Jobs are fundamentally dynamic. That means they are constantly changing and reshaping themselves on how they perform their duties. Just look at the news, it started out that print was the only medium. Then it switched from radio, to television, to the internet, and now a lot of people get their news via their smart phone. Likewise, the location these jobs are performed is constantly changing as well. Having been consolidated for many years in the downtown area of cities, a Brookings Institute Study finds jobs Moving from Downtown to Suburbs.
The Brookings Institute recently conducted a study that looked at where jobs were performed. The survey of 100 major cities found that there has been a significant change in job locale in the 2000’s.

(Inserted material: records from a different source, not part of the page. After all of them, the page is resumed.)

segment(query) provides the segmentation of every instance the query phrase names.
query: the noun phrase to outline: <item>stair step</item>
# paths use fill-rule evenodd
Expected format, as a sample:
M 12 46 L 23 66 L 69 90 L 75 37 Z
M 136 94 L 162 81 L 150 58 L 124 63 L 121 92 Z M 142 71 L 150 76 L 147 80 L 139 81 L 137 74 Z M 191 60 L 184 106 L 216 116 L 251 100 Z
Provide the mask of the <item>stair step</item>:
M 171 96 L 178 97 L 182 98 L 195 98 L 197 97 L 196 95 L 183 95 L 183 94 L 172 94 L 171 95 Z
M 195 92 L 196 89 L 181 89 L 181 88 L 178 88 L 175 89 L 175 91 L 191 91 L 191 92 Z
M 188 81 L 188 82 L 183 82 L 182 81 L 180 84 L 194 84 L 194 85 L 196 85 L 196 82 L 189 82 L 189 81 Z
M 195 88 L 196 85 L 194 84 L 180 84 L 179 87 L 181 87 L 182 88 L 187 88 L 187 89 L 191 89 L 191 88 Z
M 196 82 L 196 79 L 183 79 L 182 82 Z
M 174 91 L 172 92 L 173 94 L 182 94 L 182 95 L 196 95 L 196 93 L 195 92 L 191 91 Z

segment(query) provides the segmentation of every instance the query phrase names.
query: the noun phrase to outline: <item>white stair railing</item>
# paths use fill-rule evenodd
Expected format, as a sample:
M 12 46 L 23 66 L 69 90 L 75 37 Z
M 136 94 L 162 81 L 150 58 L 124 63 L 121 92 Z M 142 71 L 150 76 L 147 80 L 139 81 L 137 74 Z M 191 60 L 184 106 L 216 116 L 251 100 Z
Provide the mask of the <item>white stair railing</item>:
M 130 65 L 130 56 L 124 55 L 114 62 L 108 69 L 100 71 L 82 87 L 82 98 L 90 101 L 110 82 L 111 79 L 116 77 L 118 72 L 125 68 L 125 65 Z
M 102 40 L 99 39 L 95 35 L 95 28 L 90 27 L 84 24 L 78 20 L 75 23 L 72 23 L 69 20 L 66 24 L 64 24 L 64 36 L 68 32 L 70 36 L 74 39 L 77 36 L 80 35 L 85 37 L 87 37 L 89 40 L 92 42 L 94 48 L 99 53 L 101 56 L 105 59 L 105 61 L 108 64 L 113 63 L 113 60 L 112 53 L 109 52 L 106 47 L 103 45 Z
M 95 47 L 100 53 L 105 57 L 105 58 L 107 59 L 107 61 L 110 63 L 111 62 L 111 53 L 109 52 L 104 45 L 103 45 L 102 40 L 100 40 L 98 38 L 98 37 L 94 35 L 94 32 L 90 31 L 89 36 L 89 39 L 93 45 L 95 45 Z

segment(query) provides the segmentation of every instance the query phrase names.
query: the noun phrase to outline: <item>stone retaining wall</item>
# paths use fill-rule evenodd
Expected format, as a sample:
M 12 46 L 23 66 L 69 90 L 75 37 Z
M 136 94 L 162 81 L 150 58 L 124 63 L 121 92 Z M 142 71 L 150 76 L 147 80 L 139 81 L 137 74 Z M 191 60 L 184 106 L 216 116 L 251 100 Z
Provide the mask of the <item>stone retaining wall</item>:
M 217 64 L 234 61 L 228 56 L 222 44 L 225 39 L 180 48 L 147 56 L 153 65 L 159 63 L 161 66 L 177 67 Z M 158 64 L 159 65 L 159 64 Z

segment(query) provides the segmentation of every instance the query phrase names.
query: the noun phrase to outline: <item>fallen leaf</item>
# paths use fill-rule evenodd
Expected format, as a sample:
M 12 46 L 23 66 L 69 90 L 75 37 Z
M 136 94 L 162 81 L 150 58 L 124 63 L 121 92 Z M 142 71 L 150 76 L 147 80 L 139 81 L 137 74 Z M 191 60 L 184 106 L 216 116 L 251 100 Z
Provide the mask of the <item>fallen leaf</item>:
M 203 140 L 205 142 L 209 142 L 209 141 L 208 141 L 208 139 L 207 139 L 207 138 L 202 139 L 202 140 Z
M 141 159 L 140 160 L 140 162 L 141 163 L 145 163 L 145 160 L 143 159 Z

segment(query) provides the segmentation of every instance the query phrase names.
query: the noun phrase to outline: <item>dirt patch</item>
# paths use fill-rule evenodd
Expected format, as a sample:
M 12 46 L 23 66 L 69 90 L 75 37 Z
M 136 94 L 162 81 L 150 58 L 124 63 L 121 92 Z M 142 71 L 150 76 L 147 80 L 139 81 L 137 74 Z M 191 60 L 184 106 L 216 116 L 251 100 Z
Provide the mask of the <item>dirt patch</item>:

Instead of being primarily located in the downtown areas, many jobs are now moving to suburban areas at least 10 miles from the urban core.
The study (read the full text here) found that only in Washington DC did job density increase within the downtown area, and in all but 9 of the 100 areas studied jobs within 3 miles of the downtown area declined during the 2000’s. During that same time period, the share of jobs at least 10 miles away from downtown rose in 85 of the areas. The migration away from the urban core was going steadily until the Great Recession hit. That halted the job movement, mostly because it crashed the job market.
Part of the American Dream is to have a good job in the city, a house in the suburbs, a wife, and 2.5 children. But as times are changing, people are recognizing the American Dream can be different for everyone. Gas prices are going up, and people are sick of spending a lot of money on long commutes. More people are choosing to telecommute to work anyway, and in order to help maintain employee morale, many companies are moving the jobs to the people rather than bringing the people to the jobs. The biggest reason is perhaps that the downtown structure was designed around the need to be in close proximity to your co-workers and similar industries. But now with the internet, smart phones, webcam meetings, and the like, there is no need for a centralized location. Companies can spread out and purchase buildings on outlying land for far cheaper than they could rent the same space in the city.
As people begin to realize that they are an asset to the company they work for, this trend will continue. Companies are saving money by having more offices in cheaper locations, and at the same time they are getting more out of their employees. Keeping in constant contact is easy to do through the internet, and a live meeting via webcam is just as effective as one in person. This study found that 43% of jobs are at least 10 miles from the downtown area. In another 10 years will we see a greater percentage of jobs being at least 10 miles from the city’s urban core?